Why enforcing shared parenting is a mistake
Earlier this week, I learnt that Italy’s coalition government intend to make a fundamental change to the country’s laws that, should it come to pass, will have a substantial effect on couples that separate or divorce: they intend to make shared parenting compulsory.
On the face of things, many people view shared parenting as the best possible arrangement a couple can reach following them having separated. It would – if it worked – ensure that the children involved maintain a relationship with both of their parents, that the parents themselves are afforded significant periods of rest and abolishes the need for one party to provide the other with child support. A government spokesperson has even gone on record describing such arrangements as “perfect co-parenting”. Whilst such arrangements may make sense on paper, however, they are rarely in the best interests of any children that are involved.

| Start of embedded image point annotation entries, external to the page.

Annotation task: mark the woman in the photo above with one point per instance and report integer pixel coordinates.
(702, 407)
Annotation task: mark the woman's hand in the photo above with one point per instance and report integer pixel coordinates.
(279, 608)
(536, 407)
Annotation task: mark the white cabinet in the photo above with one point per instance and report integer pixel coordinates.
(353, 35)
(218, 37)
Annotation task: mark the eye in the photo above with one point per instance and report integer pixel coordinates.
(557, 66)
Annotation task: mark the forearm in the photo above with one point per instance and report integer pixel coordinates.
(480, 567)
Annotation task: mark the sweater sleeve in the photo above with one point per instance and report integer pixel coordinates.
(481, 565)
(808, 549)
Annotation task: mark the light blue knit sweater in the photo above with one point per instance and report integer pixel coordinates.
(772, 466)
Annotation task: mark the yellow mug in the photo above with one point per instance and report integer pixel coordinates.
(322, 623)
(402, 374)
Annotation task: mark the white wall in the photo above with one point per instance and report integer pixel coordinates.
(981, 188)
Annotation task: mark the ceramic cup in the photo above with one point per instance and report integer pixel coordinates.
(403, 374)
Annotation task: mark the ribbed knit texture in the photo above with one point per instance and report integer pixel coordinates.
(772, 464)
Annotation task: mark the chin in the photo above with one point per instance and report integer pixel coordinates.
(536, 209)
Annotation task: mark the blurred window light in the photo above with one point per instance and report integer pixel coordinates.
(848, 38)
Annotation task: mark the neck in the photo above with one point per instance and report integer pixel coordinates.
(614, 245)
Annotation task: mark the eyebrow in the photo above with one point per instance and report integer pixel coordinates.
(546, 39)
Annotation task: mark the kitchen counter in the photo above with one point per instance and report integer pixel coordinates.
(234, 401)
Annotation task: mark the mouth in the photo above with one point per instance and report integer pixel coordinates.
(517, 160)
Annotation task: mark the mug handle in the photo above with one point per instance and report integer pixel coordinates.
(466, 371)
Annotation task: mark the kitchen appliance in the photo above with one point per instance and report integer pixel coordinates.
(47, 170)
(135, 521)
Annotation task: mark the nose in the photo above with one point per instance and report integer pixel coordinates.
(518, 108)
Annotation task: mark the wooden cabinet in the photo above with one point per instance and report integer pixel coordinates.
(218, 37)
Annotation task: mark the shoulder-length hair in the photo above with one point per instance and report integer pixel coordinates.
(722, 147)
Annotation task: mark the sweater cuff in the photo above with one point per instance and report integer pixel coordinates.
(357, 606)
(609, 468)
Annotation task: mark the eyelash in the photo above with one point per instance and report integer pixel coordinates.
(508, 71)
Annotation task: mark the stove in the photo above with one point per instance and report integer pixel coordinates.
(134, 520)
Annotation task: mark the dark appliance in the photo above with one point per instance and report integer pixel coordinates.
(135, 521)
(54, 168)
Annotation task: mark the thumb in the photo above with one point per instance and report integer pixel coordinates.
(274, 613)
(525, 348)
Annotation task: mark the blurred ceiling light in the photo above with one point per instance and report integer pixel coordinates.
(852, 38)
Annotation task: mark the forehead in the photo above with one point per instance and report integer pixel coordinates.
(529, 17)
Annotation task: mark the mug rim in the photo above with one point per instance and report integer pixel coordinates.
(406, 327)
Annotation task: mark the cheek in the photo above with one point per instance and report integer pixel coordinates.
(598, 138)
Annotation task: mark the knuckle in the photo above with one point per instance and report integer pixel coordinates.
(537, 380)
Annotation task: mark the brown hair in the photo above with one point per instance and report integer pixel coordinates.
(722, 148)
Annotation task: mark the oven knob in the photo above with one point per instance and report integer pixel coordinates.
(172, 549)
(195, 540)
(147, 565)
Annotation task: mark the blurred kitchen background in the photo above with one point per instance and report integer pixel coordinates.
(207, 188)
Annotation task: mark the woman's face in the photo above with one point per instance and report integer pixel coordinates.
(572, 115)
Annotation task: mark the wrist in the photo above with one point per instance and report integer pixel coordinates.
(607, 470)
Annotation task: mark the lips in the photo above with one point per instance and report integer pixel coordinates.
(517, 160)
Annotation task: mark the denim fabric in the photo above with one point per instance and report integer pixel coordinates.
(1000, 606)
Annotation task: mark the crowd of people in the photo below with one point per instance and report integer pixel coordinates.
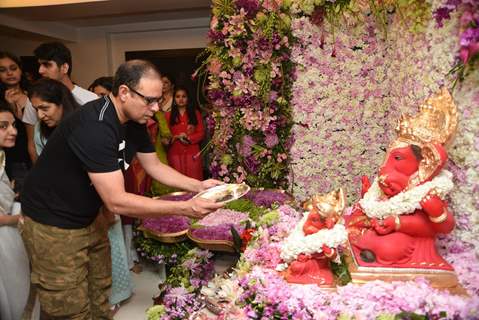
(75, 166)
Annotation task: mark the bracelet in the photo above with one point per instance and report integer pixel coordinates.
(331, 254)
(397, 223)
(440, 218)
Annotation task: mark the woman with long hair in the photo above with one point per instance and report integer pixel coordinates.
(13, 90)
(53, 101)
(187, 130)
(14, 265)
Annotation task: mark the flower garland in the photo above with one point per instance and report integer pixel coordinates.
(257, 291)
(297, 242)
(249, 76)
(405, 202)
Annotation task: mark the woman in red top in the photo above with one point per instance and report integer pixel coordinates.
(187, 131)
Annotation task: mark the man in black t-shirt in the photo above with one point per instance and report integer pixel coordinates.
(79, 170)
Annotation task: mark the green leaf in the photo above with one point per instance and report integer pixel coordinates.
(236, 239)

Shared parenting can harm children
A significant amount of research looking into the effects of divorce on children has been conducted with the resultant consensus being that a divorce itself does not necessarily harm children. Rather, it is arrangements and parental behaviour that is most likely to have a substantially adverse effect on children; specifically, children who are subjected to disruptive arrangements and whose parents are openly hostile towards one another.

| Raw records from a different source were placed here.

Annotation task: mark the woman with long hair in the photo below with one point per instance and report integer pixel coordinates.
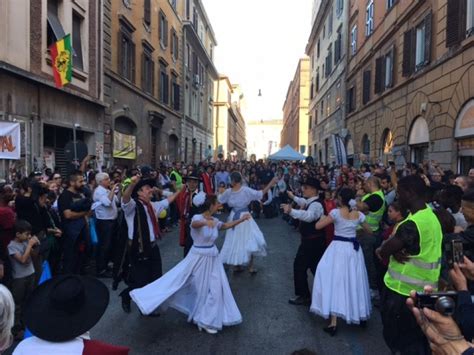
(198, 285)
(341, 285)
(245, 241)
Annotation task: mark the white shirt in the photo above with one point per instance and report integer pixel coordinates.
(312, 214)
(129, 212)
(104, 208)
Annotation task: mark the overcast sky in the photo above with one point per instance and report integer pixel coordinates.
(259, 44)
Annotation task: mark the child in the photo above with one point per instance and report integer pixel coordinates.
(23, 271)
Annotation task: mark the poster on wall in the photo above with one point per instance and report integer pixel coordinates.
(125, 146)
(10, 143)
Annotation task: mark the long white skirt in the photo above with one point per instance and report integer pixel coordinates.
(341, 285)
(245, 240)
(197, 287)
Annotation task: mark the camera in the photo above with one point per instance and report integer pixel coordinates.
(442, 302)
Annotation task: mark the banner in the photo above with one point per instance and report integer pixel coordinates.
(339, 149)
(125, 146)
(10, 143)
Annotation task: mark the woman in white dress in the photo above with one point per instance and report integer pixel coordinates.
(341, 286)
(246, 240)
(198, 285)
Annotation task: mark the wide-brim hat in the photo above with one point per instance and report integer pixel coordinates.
(312, 182)
(65, 307)
(140, 184)
(192, 176)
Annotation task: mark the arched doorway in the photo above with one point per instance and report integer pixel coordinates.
(173, 148)
(387, 146)
(418, 140)
(125, 141)
(464, 135)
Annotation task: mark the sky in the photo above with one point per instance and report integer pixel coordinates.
(259, 45)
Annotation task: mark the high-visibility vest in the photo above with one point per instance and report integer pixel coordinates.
(179, 179)
(422, 269)
(373, 218)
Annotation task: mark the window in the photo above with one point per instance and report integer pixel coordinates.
(459, 21)
(163, 30)
(164, 84)
(55, 30)
(147, 12)
(354, 40)
(369, 18)
(339, 7)
(351, 99)
(338, 47)
(330, 23)
(126, 65)
(148, 70)
(174, 45)
(366, 87)
(77, 60)
(417, 46)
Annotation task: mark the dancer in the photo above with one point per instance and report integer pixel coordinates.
(341, 285)
(313, 241)
(245, 241)
(198, 285)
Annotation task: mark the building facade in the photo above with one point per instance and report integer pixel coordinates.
(229, 124)
(409, 91)
(295, 110)
(263, 137)
(143, 81)
(199, 74)
(327, 54)
(49, 116)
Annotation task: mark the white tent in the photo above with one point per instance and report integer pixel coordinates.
(287, 153)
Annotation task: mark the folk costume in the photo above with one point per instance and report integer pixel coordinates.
(313, 242)
(246, 239)
(187, 209)
(60, 312)
(197, 286)
(143, 232)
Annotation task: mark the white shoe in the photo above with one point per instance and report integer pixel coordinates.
(208, 330)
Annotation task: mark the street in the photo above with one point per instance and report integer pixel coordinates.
(270, 324)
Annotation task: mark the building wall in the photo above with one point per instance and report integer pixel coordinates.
(327, 102)
(436, 92)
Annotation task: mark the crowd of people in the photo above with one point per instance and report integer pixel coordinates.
(370, 235)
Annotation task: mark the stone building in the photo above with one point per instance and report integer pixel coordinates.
(409, 84)
(199, 74)
(143, 80)
(295, 110)
(327, 54)
(48, 115)
(229, 124)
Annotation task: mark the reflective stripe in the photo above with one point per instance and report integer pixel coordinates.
(423, 265)
(411, 281)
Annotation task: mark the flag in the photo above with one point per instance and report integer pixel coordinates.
(61, 57)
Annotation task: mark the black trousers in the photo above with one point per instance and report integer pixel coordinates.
(106, 229)
(143, 272)
(401, 332)
(308, 256)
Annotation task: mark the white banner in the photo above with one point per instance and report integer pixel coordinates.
(10, 143)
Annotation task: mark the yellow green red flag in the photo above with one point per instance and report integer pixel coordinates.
(61, 56)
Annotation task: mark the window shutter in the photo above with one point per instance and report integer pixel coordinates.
(453, 24)
(407, 54)
(379, 68)
(428, 21)
(132, 62)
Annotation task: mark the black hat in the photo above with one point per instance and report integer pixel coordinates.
(192, 176)
(140, 184)
(65, 307)
(311, 181)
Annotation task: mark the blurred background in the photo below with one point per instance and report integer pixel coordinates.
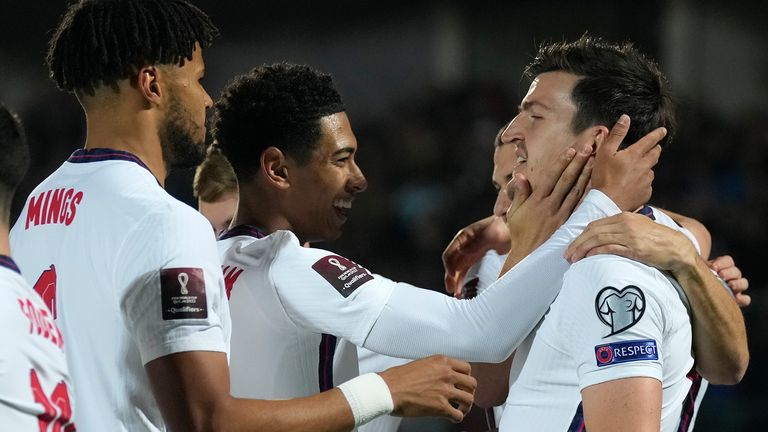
(427, 85)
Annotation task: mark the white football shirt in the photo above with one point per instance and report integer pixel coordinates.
(285, 312)
(131, 273)
(284, 298)
(614, 318)
(35, 390)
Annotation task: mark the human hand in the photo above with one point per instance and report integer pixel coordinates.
(636, 237)
(468, 247)
(626, 176)
(726, 269)
(434, 386)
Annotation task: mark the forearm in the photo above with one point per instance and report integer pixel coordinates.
(719, 334)
(326, 412)
(492, 382)
(493, 324)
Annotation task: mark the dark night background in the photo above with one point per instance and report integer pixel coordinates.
(427, 84)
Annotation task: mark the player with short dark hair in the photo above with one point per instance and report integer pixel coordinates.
(139, 291)
(614, 350)
(297, 297)
(35, 390)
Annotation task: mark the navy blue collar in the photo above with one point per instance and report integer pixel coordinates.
(7, 262)
(243, 230)
(105, 154)
(647, 211)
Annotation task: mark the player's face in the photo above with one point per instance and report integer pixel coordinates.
(542, 128)
(182, 133)
(219, 213)
(504, 164)
(322, 190)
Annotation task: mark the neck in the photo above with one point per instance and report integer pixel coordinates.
(5, 244)
(121, 126)
(258, 208)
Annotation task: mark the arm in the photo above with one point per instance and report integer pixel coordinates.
(719, 333)
(468, 247)
(699, 231)
(192, 390)
(629, 404)
(723, 265)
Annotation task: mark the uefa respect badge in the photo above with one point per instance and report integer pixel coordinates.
(626, 351)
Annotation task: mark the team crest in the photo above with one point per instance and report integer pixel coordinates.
(620, 309)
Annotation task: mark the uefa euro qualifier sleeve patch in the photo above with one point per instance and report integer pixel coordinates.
(345, 275)
(620, 309)
(183, 293)
(626, 351)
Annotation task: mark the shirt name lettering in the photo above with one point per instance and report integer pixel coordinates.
(56, 206)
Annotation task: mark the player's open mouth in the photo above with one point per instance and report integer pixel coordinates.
(342, 207)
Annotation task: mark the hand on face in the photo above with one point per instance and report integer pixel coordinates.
(468, 247)
(626, 176)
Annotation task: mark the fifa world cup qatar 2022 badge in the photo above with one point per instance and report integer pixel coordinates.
(183, 293)
(345, 275)
(620, 310)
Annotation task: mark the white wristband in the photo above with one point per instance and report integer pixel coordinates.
(368, 396)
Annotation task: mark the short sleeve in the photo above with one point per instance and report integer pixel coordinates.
(611, 318)
(172, 289)
(327, 293)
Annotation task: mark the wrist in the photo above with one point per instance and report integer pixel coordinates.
(368, 396)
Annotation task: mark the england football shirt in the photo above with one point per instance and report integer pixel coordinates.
(289, 303)
(35, 390)
(286, 301)
(614, 318)
(131, 275)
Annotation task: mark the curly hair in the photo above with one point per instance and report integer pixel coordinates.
(14, 156)
(100, 42)
(276, 105)
(616, 80)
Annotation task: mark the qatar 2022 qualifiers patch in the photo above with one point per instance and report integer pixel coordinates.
(345, 275)
(626, 351)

This reveals the first major problem with shared parenting: having to spend an equal (or at the very least comparable) amount of time with both parents facilitates frequent change. In the event that either parent needs to relocate, this problem is exacerbated.
It’s also highly likely that parents will be required to be creative in order to meet the terms of such an agreement and, as this will lead to them needing to communicate with one another whilst the need to solve a problem has left them feeling anxious creating an environment within which their relationship is likely to degenerate.
Why parents shouldn’t be forced to spend time with their children
Whilst no one would dispute that the ideal post-divorce arrangement would see the children of the marriage have a relationship with both of their parents, forcing a child and there parent to spend time with one another will do more harm than good.
Sadly, there are parents that do not want to spend time with their children. The reasons why are multiple and I do not condone this in any way but, as a negative relationship with a parent can have a long-term and negative effect on a person’s mental health, enforcing contact is simply not in a child’s best interest.